The lecture, the first in the “Feminist Perspectives and Pop Culture” series sponsored by the Women’s Resource Center and Bitch magazine, was met with a packed reception Tuesday night in the Smith Memorial Student Union Ballroom.

Ayo’s various work over the years has been seemingly eclectic and responsive to current social climates-during the lecture, she related stories of her working the streets as a panhandler asking for “white people’s reparation for slavery.”

Ayo’s latest project, called the National Day of Panhandling for Reparation, invites people across the country to replicate her in her work, “Living Flag,” a street performance piece.

The intention for the project is to encourage dialogue among the races, as well as to own up the responsibility and the baggage that comes with being white in America, she said.

Ayo said she went all over Portland offering to panhandle so that homeless people could take a 15-minute break.

“Because legally in Oregon, if you work for four hours you can have a 15-minute break,” Ayo said. “That didn’t really work out so well.”

A nude, black and white photo of Ayo was also on display at the event.

Ayo said her work as both a feminist and a conceptual artist has taken a toll on her physically and mentally.

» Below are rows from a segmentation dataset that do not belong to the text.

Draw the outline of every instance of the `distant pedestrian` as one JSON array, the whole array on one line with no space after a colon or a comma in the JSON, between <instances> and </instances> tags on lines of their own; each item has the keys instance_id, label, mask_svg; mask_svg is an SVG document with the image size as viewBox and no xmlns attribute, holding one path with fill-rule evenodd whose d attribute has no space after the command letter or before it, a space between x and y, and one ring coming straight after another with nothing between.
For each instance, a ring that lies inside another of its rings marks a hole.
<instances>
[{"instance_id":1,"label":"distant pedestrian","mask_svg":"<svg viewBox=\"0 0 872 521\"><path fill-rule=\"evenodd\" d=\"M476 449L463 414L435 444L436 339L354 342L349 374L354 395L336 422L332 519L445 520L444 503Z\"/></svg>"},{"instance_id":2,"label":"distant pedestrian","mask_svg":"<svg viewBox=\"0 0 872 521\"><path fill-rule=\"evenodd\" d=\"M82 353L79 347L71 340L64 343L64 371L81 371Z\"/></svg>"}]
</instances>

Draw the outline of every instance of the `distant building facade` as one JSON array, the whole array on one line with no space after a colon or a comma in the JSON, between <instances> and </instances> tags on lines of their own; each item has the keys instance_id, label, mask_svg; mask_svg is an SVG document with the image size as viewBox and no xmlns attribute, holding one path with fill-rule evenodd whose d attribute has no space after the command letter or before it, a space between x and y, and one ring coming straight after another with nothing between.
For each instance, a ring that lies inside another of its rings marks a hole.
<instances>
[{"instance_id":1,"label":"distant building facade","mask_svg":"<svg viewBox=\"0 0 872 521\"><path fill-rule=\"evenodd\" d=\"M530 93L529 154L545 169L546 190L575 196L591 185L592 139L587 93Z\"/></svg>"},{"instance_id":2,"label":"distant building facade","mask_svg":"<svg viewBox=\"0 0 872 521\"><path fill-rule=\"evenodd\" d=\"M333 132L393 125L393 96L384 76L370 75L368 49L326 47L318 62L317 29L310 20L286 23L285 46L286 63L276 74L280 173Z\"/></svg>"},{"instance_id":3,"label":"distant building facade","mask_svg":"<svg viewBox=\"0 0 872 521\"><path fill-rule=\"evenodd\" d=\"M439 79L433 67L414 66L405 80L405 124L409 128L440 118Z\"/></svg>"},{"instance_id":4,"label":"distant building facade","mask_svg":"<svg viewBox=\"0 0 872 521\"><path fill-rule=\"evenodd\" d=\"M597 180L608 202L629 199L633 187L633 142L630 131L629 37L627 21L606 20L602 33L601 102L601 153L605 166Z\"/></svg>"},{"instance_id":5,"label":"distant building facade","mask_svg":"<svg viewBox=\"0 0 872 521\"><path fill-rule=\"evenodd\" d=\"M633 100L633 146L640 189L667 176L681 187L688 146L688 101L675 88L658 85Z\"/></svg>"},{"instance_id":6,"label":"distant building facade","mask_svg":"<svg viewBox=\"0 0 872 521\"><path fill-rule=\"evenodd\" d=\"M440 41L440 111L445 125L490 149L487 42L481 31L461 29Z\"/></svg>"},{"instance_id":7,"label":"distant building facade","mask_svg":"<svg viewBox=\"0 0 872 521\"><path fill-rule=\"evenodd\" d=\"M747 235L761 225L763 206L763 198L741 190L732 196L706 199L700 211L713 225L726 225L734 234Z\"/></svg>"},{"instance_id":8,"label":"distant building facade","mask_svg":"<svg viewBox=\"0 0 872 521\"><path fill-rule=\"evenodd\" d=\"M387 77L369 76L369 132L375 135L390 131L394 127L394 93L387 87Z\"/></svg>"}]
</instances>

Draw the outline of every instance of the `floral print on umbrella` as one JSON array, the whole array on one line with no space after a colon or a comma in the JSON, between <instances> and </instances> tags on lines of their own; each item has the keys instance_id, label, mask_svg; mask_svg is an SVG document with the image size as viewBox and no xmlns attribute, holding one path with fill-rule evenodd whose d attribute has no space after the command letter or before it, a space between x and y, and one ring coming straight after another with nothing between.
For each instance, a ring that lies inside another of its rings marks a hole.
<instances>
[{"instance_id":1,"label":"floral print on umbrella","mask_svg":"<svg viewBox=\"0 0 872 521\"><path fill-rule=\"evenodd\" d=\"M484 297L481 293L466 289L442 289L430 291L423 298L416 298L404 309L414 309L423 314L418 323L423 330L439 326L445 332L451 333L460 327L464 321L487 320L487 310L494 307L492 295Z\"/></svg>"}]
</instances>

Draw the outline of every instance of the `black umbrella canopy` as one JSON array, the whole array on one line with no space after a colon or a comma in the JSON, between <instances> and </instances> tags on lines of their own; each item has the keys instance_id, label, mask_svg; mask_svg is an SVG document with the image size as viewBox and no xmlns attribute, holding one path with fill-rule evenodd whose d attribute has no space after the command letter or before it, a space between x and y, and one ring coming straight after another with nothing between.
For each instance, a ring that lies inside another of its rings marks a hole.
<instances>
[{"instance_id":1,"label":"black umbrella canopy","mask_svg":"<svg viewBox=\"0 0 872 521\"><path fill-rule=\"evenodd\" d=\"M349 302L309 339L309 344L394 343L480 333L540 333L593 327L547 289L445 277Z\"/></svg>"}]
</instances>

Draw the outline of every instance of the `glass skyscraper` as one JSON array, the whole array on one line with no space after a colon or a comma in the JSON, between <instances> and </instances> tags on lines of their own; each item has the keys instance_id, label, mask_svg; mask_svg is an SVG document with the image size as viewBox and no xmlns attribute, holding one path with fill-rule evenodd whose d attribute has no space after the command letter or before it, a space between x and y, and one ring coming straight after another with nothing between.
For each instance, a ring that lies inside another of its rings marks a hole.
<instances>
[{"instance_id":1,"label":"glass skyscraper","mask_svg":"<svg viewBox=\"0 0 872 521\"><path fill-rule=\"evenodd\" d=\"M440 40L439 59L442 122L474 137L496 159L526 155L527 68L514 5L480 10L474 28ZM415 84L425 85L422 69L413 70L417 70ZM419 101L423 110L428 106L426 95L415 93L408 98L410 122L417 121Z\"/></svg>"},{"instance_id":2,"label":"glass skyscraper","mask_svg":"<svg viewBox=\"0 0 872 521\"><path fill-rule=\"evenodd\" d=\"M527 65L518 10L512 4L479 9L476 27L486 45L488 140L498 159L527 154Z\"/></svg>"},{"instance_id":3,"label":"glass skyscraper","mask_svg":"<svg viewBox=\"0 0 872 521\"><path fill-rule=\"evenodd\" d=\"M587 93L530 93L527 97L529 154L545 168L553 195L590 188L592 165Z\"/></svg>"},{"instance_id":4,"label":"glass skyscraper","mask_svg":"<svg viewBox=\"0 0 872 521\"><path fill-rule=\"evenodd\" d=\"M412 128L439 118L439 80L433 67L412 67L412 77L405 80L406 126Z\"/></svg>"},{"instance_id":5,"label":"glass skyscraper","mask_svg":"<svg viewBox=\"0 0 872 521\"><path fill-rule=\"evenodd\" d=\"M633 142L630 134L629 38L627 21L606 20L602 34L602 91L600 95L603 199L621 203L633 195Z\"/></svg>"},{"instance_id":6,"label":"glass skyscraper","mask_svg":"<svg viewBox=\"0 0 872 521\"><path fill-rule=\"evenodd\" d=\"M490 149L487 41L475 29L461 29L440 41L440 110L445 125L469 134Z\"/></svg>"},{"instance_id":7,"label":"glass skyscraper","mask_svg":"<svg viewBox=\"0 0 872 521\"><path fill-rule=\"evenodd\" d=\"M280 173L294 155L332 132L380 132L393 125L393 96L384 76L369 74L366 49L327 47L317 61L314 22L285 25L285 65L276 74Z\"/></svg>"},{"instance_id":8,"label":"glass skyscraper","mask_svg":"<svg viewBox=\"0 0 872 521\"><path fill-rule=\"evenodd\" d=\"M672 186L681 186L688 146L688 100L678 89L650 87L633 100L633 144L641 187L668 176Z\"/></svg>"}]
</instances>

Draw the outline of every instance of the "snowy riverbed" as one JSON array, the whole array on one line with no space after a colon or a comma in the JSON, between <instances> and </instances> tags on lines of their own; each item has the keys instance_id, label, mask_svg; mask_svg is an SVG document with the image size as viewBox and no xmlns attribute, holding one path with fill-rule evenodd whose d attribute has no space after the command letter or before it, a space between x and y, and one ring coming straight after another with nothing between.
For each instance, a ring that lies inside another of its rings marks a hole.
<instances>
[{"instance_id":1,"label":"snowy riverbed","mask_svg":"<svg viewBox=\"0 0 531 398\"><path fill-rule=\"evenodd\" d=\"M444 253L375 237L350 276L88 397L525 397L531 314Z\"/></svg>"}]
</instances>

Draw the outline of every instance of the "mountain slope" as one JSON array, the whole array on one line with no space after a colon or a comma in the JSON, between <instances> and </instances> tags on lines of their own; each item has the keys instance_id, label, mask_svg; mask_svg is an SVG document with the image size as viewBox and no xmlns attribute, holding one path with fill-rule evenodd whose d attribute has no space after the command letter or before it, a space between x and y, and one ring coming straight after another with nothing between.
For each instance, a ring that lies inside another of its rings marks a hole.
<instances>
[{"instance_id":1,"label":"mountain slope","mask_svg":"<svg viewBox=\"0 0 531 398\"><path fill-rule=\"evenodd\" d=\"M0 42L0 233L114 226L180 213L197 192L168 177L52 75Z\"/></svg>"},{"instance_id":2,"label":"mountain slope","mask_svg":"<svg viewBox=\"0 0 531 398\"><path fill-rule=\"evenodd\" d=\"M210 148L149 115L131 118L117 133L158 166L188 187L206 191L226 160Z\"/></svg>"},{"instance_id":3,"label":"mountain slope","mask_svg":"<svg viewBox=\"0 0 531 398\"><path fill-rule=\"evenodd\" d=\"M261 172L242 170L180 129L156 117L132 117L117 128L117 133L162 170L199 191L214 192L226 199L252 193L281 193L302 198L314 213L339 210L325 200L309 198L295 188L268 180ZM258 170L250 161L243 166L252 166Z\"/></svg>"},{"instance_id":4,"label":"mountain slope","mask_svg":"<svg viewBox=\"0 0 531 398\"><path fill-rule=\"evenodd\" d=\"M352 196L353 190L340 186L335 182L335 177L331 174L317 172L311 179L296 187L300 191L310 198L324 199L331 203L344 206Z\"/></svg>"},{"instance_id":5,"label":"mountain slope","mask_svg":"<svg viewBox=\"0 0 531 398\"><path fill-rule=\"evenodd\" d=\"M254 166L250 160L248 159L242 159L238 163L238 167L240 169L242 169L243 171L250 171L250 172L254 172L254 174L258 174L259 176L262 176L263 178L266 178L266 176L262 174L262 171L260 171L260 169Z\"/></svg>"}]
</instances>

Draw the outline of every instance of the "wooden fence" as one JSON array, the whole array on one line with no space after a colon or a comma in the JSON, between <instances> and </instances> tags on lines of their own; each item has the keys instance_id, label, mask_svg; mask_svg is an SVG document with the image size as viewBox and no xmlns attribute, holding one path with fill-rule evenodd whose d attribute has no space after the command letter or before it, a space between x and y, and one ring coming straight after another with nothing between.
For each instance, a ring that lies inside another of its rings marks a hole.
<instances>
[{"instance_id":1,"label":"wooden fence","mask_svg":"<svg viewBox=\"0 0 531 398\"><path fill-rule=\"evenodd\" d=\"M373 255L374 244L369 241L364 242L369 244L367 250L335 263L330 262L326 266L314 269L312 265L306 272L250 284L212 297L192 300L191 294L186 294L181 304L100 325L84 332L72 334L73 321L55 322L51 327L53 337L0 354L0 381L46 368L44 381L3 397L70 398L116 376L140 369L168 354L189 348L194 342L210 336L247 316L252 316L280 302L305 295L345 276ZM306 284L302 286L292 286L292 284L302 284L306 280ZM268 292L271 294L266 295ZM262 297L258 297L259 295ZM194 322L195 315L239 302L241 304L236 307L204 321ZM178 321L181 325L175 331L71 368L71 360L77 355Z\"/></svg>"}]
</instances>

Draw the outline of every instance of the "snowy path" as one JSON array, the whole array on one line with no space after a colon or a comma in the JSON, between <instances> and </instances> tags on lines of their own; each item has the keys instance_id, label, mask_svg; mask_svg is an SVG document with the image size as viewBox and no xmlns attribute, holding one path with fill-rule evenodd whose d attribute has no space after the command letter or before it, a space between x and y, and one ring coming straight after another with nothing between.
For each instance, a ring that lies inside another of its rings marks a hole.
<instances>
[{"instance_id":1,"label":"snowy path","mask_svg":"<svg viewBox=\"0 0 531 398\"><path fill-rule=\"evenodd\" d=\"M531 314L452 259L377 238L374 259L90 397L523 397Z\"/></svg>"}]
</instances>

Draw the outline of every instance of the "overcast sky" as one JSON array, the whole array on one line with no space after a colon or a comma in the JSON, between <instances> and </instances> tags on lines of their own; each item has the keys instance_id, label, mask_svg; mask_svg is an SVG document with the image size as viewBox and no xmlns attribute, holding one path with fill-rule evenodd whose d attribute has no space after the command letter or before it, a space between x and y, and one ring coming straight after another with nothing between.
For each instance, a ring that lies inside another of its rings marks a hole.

Because she suffered from chronic fatigue syndrome, Ayo said, she could not continue to walk down the path that many of her personal heroes had walked–all of whom sacrificed in some way for their respective crafts.

However, Ayo acknowledged that she wants to live her life as a human being first, and as an artist second. Ayo also said she has chosen to pursue her own life, passing the artistic torch on to others rather than to claim it as her own.

Ayo’s decision to show hateful e-mails she received from people who have seen her works left many in the audience hushed. One of the e-mails had several lines of expletives, including a line about Ayo “cat scrumping.”

“I’ve been called racist by both blacks and whites, but one thing I’m certainly not,” Ayo said, “is cat scrumping! What does that mean?”